Potrzebujemy ministra spraw zagranicznych, który ma wszystkie potrzebne numery telefonów i może błyskawicznie odwrócić sytuację na arenie międzynarodowej. Trzeba dzwonić i załatwiać, a Radosław Sikorski to instytucja i duża postać - powiedział senator KO Grzegorz Schetyna.

Schetyna o Sikorskim

Schetyna został zapytany w TVN24 o skład rządu koalicji KO-Trzecia Droga-Lewica, m.in. o informacje, wedle których ministrem spraw zagranicznych w tym rządzie miałby zostać Radosław Sikorski, szef MSZ w latach 2007-2014, w rządach PO-PSL.

"Gdy usłyszałem tę informację o Radosławie Sikorskim, gdy ona się upubliczniła, to dostawałem informacje z MSZ, czy od byłych ambasadorów, i wszyscy, czy zdecydowana, zdecydowana większość, mówili, że dobrze, że to jest ktoś od was, bo tu nie ma czasu, trzeba po prostu dzwonić i załatwiać sprawy" - powiedział Schetyna.

Komu stanowisko szefa MSZ?

Dopytywany czy sformułowanie "ktoś od was" odnosi się do wcześniejszych doniesień, że stanowisko szefa MSZ miałoby przypaść komuś z Trzeciej Drogi, Schetyna potwierdził. Wskazał, że chodzi o "kogoś z doświadczeniem, kto ma te wszystkie numery telefonów i po prostu może błyskawicznie odwrócić sytuację na arenie międzynarodowej".
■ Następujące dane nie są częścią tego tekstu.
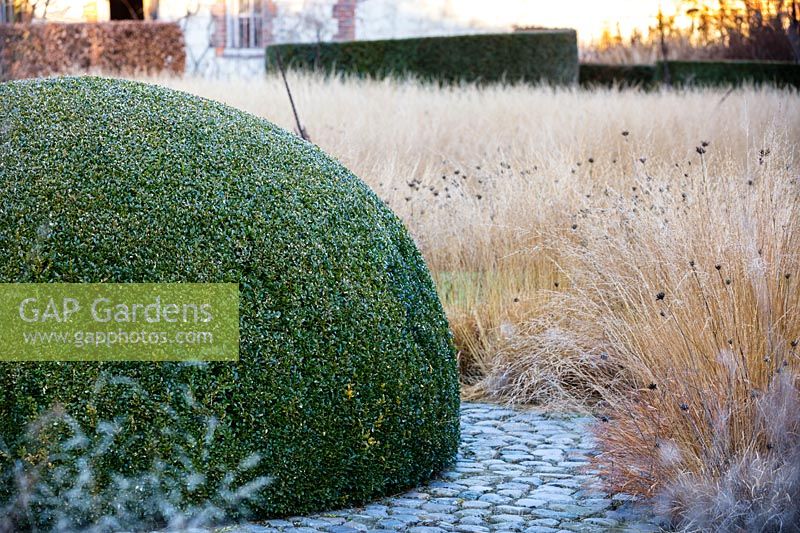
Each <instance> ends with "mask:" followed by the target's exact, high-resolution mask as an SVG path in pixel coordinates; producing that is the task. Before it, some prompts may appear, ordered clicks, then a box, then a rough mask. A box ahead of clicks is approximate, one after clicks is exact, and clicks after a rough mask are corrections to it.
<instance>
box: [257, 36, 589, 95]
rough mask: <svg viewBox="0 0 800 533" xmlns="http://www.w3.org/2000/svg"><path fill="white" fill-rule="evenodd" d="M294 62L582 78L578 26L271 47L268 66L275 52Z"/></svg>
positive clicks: (364, 71) (332, 66) (494, 79)
mask: <svg viewBox="0 0 800 533" xmlns="http://www.w3.org/2000/svg"><path fill="white" fill-rule="evenodd" d="M278 54H280V56H281V58H282V60H283V61H284V63H285V64H286V65H287V66H288V67H290V68H297V69H304V70H322V71H324V72H326V73H344V74H355V75H360V76H369V77H374V78H383V77H387V76H399V77H402V76H408V75H411V76H416V77H418V78H421V79H423V80H426V81H438V82H444V83H453V82H459V81H467V82H498V81H503V80H505V81H509V82H529V83H536V82H546V83H551V84H555V85H570V84H574V83H577V81H578V40H577V35H576V33H575V31H574V30H534V31H522V32H515V33H504V34H478V35H458V36H448V37H421V38H412V39H387V40H377V41H348V42H326V43H309V44H280V45H273V46H269V47H268V48H267V70H268V71H269V70H274V69H275V68H276V66H277V55H278Z"/></svg>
"Potrzebujemy dzisiaj takiego pewnego miejsca w Brukseli, w Waszyngtonie, w najważniejszych stolicach. A Sikorski to daje, on jest jednak instytucją i historią" - ocenił senator KO

Dlaczego Sikorski?

Według Schetyny, Sikorski "jest w dobrej formie". Pytany, dlaczego w ostatnim czasie Sikorski nie pojawia się publicznie, stwierdził: "jeżeli ktoś się nie pojawia w ostatnim czasie, to wiadomo, że to oznacza, że się przygotowuje do rzeczywiście ważnych spraw". "To jest duża postać. Dla nas jest bardzo ważne, żeby ten rząd błyskawicznie wszedł do miejsc, gdzie są podejmowane decyzje i usiadł przy stole" - dodał polityk KO.